Yesterday marks a year and a half from the start of this console generation. Many great games are available on PlayStation 5 and Xbox Series X, but there’s a problem. It doesn’t feel like we’ve seen the promised significant quality improvement with the new hardware. As an owner of both of those consoles, I’m pretty disappointed. Yesterday, we learned Gotham Knights would only release on the current generation, leaving PS4 and Xbox One behind, and you know what? I’m glad that’s happening, and more studios should consider doing the same thing.
I’m very aware there are still many people out there with last-gen consoles who haven’t been able to buy into the new machines due to various reasons – supply constraints and high price points being among the most common. However, as time goes on and these consoles become cheaper and readily available, there have to be reasons for consumers to choose to upgrade and buy one, like games that take full advantage of the technology stored inside these high-tech boxes or whatever shape you want to call the PS5.
Graphical and performance improvements are only the tip of the iceberg for what I’d love to see in dedicated PS5 or Series X/S games, but visuals are just as crucial as any other technical improvements for incredible immersion or simply that “wow factor.” Some developers have utilized new visual techniques like ray tracing to make realistic shadows and reflections. However, this comes at a significant resource cost, especially in cross-gen games. Firing up a cross-gen game and cranking up its graphical settings to see some visual splendor, only to find that it significantly tanks performance, is painful. Titles like Returnal or Astro’s Playroom are examples of games benefiting from new-gen hardware by using new lighting and shadow techniques, an abundance of impressive particle effects, and high-quality textures as the visual baseline without sacrificing framerate.
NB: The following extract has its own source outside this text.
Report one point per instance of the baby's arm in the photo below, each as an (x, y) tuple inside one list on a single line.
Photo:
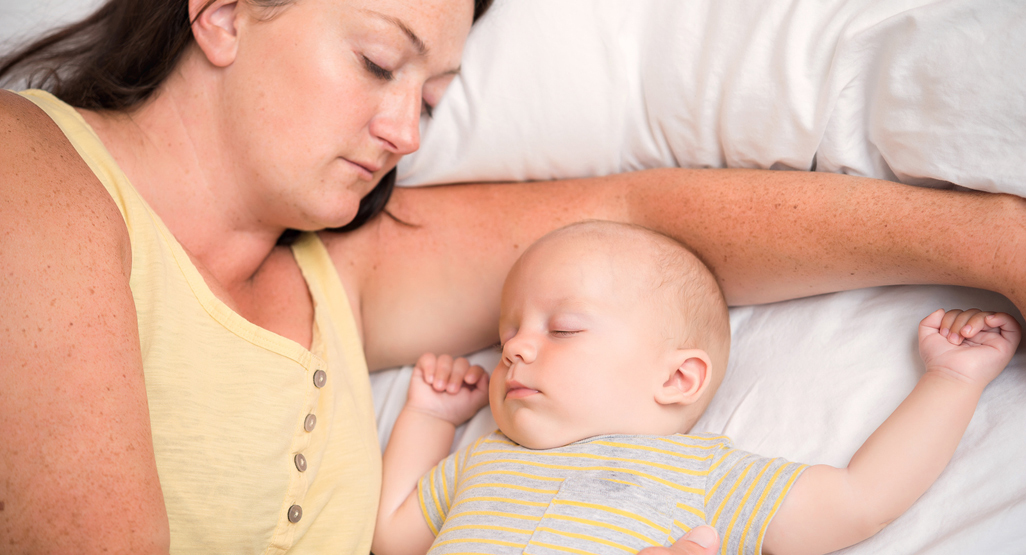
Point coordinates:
[(443, 393), (830, 508)]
These consoles include high-speed SSDs that we’ve mostly seen used to decrease load times and, at best, make rapid dimension-hopping possible in Ratchet & Clank: Rift Apart. There’s so much more that’s possible with lightning-fast storage solutions than making the game pop up faster. Many files for games have been restructured to account for the advanced memory and storage architecture, reducing the download size of games. More visually impressive showings of Unreal Engine 5 and the recent The Matrix Awakens tech demo demonstrate how quickly traveling over vast swaths of land in a matter of seconds looks natural in ways that aren’t possible if a game is tethered to development on last-gen systems. Imagine a Superman game that has the superhero zipping through Metropolis without a hitch, with minimal pop-in because the hardware can handle the speedy transition across the city. A technical artist called Volod actually made that Superman prototype using city assets from The Matrix Awakens, and the early results look incredible!
However, The Matrix demo is just that at the moment; a demo. Those assets – and the next-generation tools they’re built on, like Unreal Engine 5 – have only just been made available to all developers in the last couple of months and will go a long way to making this generation truly feel next-gen. Many of the graphical and technical solutions I mention above are built into the DNA of this evolved software and will likely be the catalyst for more devs pushing the current consoles further.
I realize many factors have made the long cross-gen period necessary for many companies. Still, once these more powerful/efficient engines start rolling full stream, I’m hopeful developers will unshackle themselves from old hardware to unleash the true potential of the PS5 and Series X.